Security & Abstraction
Introducing a single, standardized BuiltinValue
type — including a constructor on Data
and associated conversion builtins — eliminates the need for dual representations of multi-asset values. Without this, developers would be forced to evaluate trade-offs in every instance where value manipulation is required: either operate directly on BuiltinData
, or incur the overhead of converting to and from SOP-style encodings in order to gain performance benefits from subsequent operations on the structured representation. This added friction increases both complexity and fragmentation across the ecosystem.
Instead, developers will have:
- A consistent and canonical representation of multi-asset values.
- Simple, expressive, and performant builtins for common operations.
- Fewer footguns and edge cases to reason about in critical onchain logic.
By elevating Value
to a first-class builtin type, this CIP ensures that the semantics of Value
and its operations are uniform across all languages targeting Plutus Core. Currently, each language (e.g., Aiken, Plutarch, Helios, Plu-Ts, etc.) must independently define a Value
type and implement its operations in their standard libraries. This fragmentation introduces the risk of divergent behaviors and subtle inconsistencies across Cardano’s smart contract ecosystem.
With BuiltinValue
, all implementations inherit a single, authoritative definition of Value
and its operations, removing this burden from language authors and guaranteeing consistency across the entire platform.

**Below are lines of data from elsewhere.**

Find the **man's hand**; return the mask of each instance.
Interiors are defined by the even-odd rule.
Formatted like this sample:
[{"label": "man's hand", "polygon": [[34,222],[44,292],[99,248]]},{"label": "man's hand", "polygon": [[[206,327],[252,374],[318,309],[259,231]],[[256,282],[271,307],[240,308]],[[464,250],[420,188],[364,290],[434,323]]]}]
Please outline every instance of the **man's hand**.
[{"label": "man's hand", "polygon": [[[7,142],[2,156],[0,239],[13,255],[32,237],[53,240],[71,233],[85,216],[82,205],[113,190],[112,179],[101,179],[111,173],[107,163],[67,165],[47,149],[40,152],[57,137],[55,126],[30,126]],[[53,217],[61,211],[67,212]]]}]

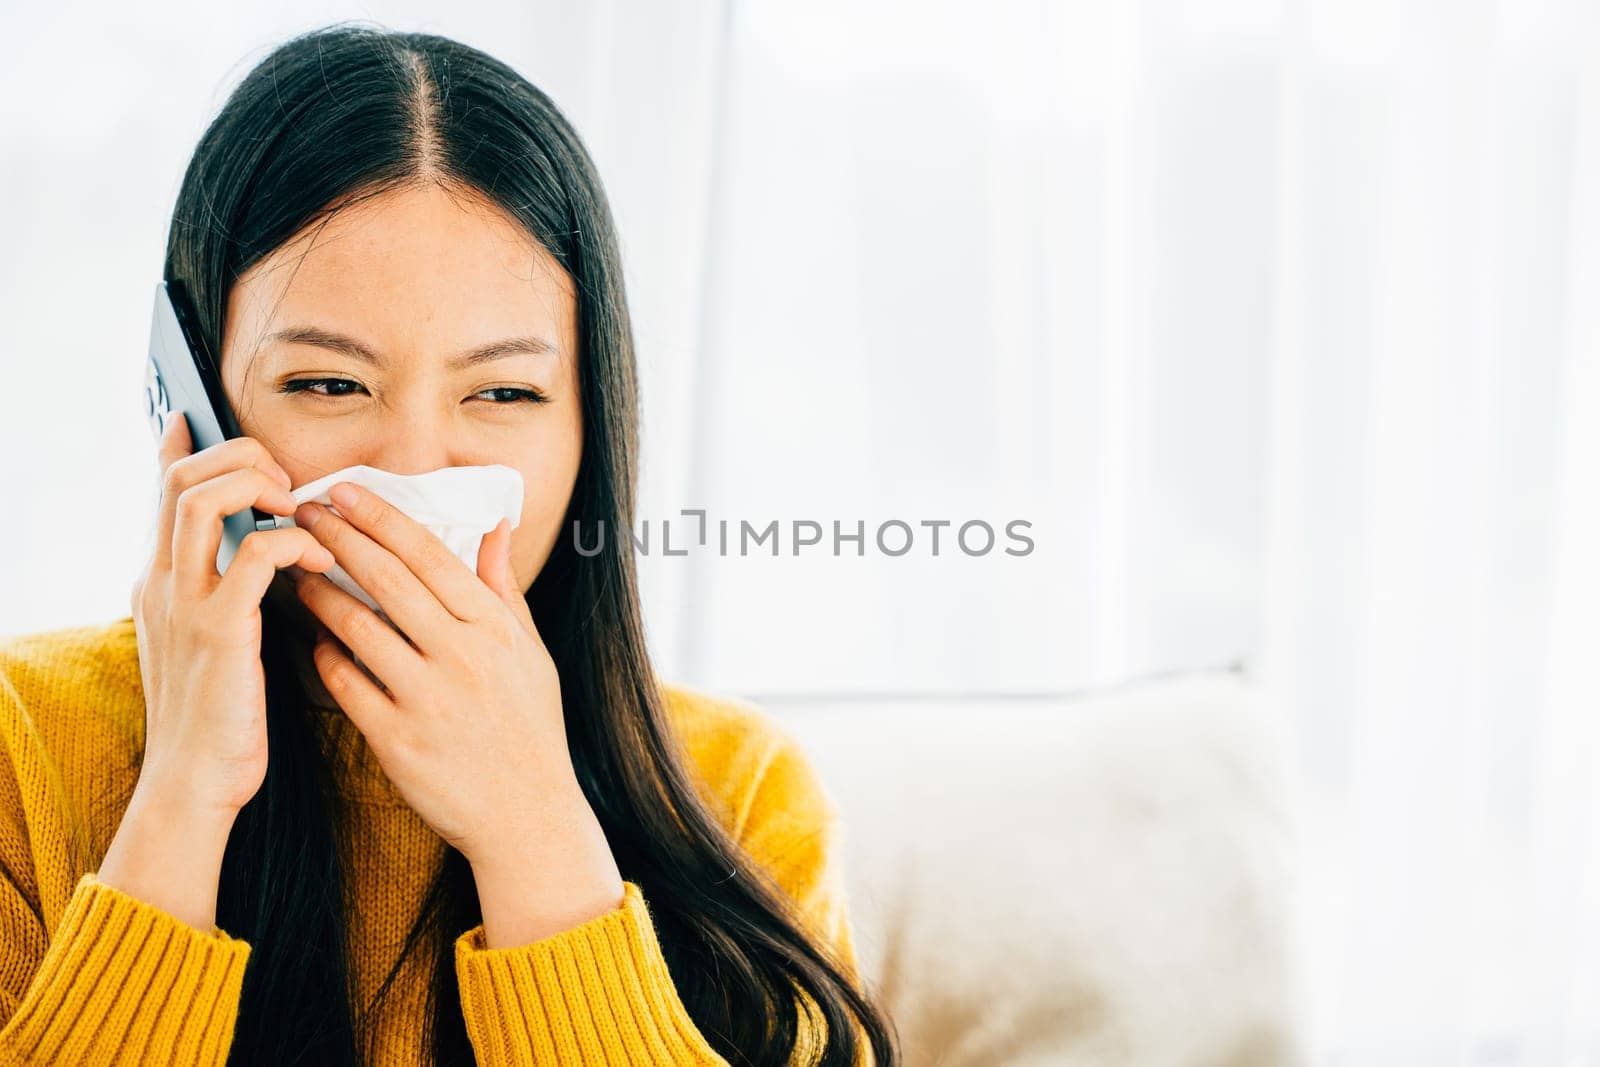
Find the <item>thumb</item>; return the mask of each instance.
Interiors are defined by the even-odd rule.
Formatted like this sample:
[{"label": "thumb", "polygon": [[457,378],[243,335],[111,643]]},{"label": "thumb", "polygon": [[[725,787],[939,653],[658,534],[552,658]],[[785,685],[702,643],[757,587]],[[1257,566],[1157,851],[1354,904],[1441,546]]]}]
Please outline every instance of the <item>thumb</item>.
[{"label": "thumb", "polygon": [[522,599],[516,579],[511,572],[511,527],[501,519],[495,528],[483,535],[478,546],[478,577],[502,600]]}]

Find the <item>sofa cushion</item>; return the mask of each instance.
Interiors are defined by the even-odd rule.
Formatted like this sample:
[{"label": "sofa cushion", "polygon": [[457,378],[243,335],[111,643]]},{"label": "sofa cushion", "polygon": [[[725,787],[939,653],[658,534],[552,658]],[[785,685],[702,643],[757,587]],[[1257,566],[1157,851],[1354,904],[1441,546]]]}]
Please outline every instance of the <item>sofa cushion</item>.
[{"label": "sofa cushion", "polygon": [[908,1065],[1296,1058],[1282,744],[1241,676],[760,703],[843,816]]}]

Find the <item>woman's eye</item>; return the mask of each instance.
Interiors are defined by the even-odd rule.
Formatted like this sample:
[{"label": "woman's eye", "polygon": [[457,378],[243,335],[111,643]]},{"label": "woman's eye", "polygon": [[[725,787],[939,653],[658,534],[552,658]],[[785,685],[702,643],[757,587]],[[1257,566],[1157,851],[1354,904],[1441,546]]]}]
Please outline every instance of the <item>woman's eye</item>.
[{"label": "woman's eye", "polygon": [[285,393],[311,393],[313,396],[349,396],[350,395],[350,393],[347,392],[347,391],[346,392],[337,392],[336,391],[336,392],[331,392],[331,393],[320,392],[320,391],[318,391],[316,389],[316,387],[319,386],[319,385],[330,385],[330,386],[348,385],[348,386],[351,386],[352,388],[355,388],[355,389],[361,388],[361,385],[358,382],[352,382],[348,378],[296,378],[293,381],[284,382],[283,383],[283,388],[282,388],[281,391],[285,392]]},{"label": "woman's eye", "polygon": [[543,404],[549,397],[534,389],[518,389],[510,385],[497,385],[492,389],[474,393],[473,396],[483,396],[485,393],[496,394],[496,404],[518,404],[524,401],[531,404]]},{"label": "woman's eye", "polygon": [[[326,386],[327,391],[322,387]],[[348,388],[345,388],[348,386]],[[295,378],[283,383],[282,392],[285,393],[310,393],[313,396],[338,397],[349,396],[361,388],[359,382],[352,382],[348,378]],[[519,389],[515,386],[500,385],[490,389],[483,389],[473,396],[488,396],[497,406],[531,403],[543,404],[549,397],[537,389]]]}]

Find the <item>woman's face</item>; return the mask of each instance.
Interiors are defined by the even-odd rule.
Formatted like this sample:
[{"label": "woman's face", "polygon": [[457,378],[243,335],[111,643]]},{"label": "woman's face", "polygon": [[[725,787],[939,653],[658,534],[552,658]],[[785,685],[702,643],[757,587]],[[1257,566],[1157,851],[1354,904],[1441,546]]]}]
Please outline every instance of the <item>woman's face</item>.
[{"label": "woman's face", "polygon": [[[533,344],[462,359],[510,339]],[[578,356],[560,264],[487,200],[429,184],[346,208],[242,275],[222,378],[240,428],[296,487],[356,464],[521,471],[511,564],[526,590],[577,479]]]}]

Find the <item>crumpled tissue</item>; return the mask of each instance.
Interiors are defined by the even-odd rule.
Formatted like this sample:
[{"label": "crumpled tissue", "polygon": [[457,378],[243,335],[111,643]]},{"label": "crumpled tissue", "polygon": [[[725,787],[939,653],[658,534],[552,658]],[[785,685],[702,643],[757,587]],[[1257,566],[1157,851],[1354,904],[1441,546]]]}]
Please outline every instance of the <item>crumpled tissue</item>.
[{"label": "crumpled tissue", "polygon": [[[498,526],[501,519],[510,519],[512,529],[522,520],[522,472],[501,463],[440,467],[426,474],[395,474],[362,464],[307,482],[291,490],[290,495],[296,506],[309,500],[326,504],[342,515],[328,497],[328,490],[340,482],[354,482],[369,489],[411,516],[443,541],[474,574],[478,573],[478,549],[484,535]],[[279,516],[278,525],[298,524],[290,515]],[[378,602],[338,563],[324,577],[394,625]]]}]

This CIP ultimately shifts the responsibility for correctness and optimization away from the application layer and into the language itself — the appropriate place for enforcing invariants and performance guarantees for such a core domain primitive.
Path to Active
Acceptance Criteria
- The feature is implemented according to the implementation plan and merged into the master branch of the plutus repository.
- cardano-ledger is updated to include new protocol parameters to control costing of the new builtins.
- The feature is integrated into cardano-node and released as part of a hard fork.
Implementation Plan
The implementation of this CIP should not proceed without an empirical assessment of the effectiveness of the new primitives, as per the following plan:
- Implement the new primitives according to the specification.
- Assign a preliminary cost to the new builtin functions. Consider similar operations and their current costs.
- Create variants of the existing benchmarks and potentially add some more.
- Check that the builtin operations over
BuiltinData = Value
are indeed significantly faster.
If the preliminary performance investigation was not successful, this CIP should be revised according to the findings of the experiment. Otherwise, the implementation can proceed:
- Determine the most appropriate costing functions for modelling the builtin's performance and assign costs accordingly.
- Add the new builtin type and functions to the appropriate sections in the Plutus Core Specification.
- Formalize the new builtin type and functions in the plutus-metatheory.
- The final version of the feature is ready to be merged into plutus and accepted by the Plutus Core team.
Copyright
This CIP is licensed under CC-BY-4.0.